Roger Ebert gave the film three stars out of four for what he considered its skillful and creative allusions, something that he argued was pervasive among Romero's previous three installments, which contained numerous satirical metaphors to American life. Ebert noted this installment's distinction between the rich and poor, those that live in Fiddler's Green and those that live in the slums. John Lutz, in Zombies of the World, Unite: Class Struggle and Alienation in Land of the Dead, drew comparisons between the fireworks which were set off to distract the zombies in Land of the Dead to the US military 'shock and awe' displays seen in its military actions. Jeffrey Westhoff of Northwest Herald gave the film a rating of 3.5 stars out of four, saying, "The most shocking thing about Land of the Dead is not the vivid dismemberments but how boldly Romero holds a macabre mirror up to post-9/11 America." Michael Wilmington of Chicago Tribune awarded the film four stars, writing, "It's another hard-edged, funny, playfully perverse and violent exercise in movie fear and loathing, with an increasingly dark take on a world spinning out of control. By now, Romero has become a classicist who uses character and dialogue as much as stomach-turning special effects to achieve his shivers." The New York Sun declared it "the American movie of the year".
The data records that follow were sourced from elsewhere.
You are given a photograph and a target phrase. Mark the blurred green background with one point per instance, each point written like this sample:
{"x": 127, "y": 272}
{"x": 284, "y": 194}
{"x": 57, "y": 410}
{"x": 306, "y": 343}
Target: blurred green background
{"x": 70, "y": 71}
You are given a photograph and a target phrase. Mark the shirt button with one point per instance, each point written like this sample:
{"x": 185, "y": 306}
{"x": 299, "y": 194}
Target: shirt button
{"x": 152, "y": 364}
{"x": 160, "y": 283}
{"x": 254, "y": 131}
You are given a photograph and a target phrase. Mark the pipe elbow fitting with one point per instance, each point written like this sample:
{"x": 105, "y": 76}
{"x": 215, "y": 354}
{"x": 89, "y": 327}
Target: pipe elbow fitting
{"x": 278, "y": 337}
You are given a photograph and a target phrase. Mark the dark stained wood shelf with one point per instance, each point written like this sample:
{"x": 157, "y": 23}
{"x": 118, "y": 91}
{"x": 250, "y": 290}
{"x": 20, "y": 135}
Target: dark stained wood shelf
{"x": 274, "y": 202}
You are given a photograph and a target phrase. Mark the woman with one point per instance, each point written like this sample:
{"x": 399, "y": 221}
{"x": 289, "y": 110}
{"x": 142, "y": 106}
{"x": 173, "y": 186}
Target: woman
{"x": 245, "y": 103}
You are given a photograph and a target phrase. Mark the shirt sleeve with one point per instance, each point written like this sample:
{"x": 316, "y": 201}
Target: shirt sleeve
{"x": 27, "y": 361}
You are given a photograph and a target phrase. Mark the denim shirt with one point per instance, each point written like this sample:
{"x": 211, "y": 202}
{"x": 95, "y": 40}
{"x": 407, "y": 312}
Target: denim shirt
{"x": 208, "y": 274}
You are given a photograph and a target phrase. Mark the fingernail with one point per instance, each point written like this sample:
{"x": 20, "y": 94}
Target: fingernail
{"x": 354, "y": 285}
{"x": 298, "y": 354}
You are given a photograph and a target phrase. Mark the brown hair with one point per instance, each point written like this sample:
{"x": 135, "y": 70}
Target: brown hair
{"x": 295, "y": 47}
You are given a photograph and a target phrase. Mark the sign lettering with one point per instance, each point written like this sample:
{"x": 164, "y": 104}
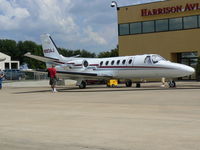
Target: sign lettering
{"x": 170, "y": 10}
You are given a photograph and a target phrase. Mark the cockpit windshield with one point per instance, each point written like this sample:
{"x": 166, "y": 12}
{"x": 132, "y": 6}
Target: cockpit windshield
{"x": 157, "y": 58}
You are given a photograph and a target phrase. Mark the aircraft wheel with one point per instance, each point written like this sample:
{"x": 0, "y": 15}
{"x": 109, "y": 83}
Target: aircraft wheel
{"x": 172, "y": 84}
{"x": 128, "y": 83}
{"x": 138, "y": 85}
{"x": 82, "y": 85}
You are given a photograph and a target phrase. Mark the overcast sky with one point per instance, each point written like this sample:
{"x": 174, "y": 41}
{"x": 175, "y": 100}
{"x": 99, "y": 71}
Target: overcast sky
{"x": 73, "y": 24}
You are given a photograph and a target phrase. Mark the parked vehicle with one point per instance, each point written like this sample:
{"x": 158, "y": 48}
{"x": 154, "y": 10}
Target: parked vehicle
{"x": 14, "y": 74}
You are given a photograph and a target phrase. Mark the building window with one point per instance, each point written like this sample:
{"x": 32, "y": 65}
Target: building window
{"x": 148, "y": 27}
{"x": 7, "y": 66}
{"x": 162, "y": 25}
{"x": 118, "y": 62}
{"x": 123, "y": 29}
{"x": 130, "y": 61}
{"x": 136, "y": 28}
{"x": 175, "y": 24}
{"x": 190, "y": 22}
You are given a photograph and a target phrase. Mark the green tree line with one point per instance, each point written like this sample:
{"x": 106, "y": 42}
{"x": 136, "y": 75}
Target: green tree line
{"x": 17, "y": 50}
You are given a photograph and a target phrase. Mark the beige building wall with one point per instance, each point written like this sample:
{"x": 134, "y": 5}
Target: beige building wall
{"x": 164, "y": 43}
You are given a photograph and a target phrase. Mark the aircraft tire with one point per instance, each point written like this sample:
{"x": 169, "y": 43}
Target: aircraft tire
{"x": 138, "y": 85}
{"x": 82, "y": 85}
{"x": 172, "y": 84}
{"x": 128, "y": 83}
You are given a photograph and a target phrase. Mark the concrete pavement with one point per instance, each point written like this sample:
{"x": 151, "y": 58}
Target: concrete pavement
{"x": 99, "y": 118}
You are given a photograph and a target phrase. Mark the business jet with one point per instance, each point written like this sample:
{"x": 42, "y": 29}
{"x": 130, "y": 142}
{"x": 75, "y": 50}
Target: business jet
{"x": 128, "y": 68}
Several filmmakers, including John Landis, Eli Roth, Clive Barker, and Guillermo del Toro, paid tribute to Romero in a Land of the Dead special. Guillermo del Toro said: "Finally someone was smart enough to realize that it was about time, and gave George the tools. It should be a cause of celebration amongst all of us that Michelangelo has started another ceiling. It's really a momentous occasion..."

== Video game ==
A prequel, Land of the Dead: Road to Fiddler's Green, was released later that year.